Or, nous venons de voir que c’est l’engagement du torse dans l’espace et non la seule « poussée » des jambes qui est fondamental pour créer l’envol.

Des forces considérables sont alors engagées.

Dans l’action du saut, c’est la tonicité de la musculature profonde et des ligaments qui permettra au squelette « d’encaisser » les forces centrifuges et de gravité.

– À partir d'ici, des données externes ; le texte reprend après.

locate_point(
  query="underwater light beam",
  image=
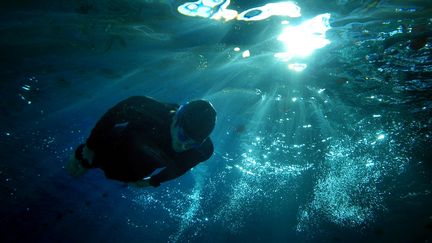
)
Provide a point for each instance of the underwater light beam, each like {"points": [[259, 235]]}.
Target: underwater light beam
{"points": [[302, 40]]}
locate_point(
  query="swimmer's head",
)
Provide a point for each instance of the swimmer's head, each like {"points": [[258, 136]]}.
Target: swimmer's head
{"points": [[192, 124]]}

Le rôle du maintien, loin d’être décoratif, est strictement fonctionnel ; la grande technique se construit alors dans la sécurité.

Le gainage des muscles abdominaux profonds permet de contrôler l’alignement de la colonne vertébrale, l’ouverture optimale des épaules dégage le sternum sans toutefois raidir le cou, ni les bras ; ce sont les éléments essentiels de la posture.

Ainsi, la sensation du buste, déjà porté vers le haut, instaure cette « suspension » nécessaire à l’envol ; d’où l’évidente nécessité, dans le cours quotidien, des grands ports de bras et des temps d’adage au milieu. Le passage quasi-systématique des bras et des jambes par la 1ère position permet de recentrer les forces, afin de mieux libérer ensuite, l’énergie en l’air.

Discipliner l’amplitude

Permettez-moi ici de faire partager mon expérience personnelle, moi qui étais un danseur doté d’une grande souplesse de hanches et des ischio-jambiers, mais sans ballon naturel.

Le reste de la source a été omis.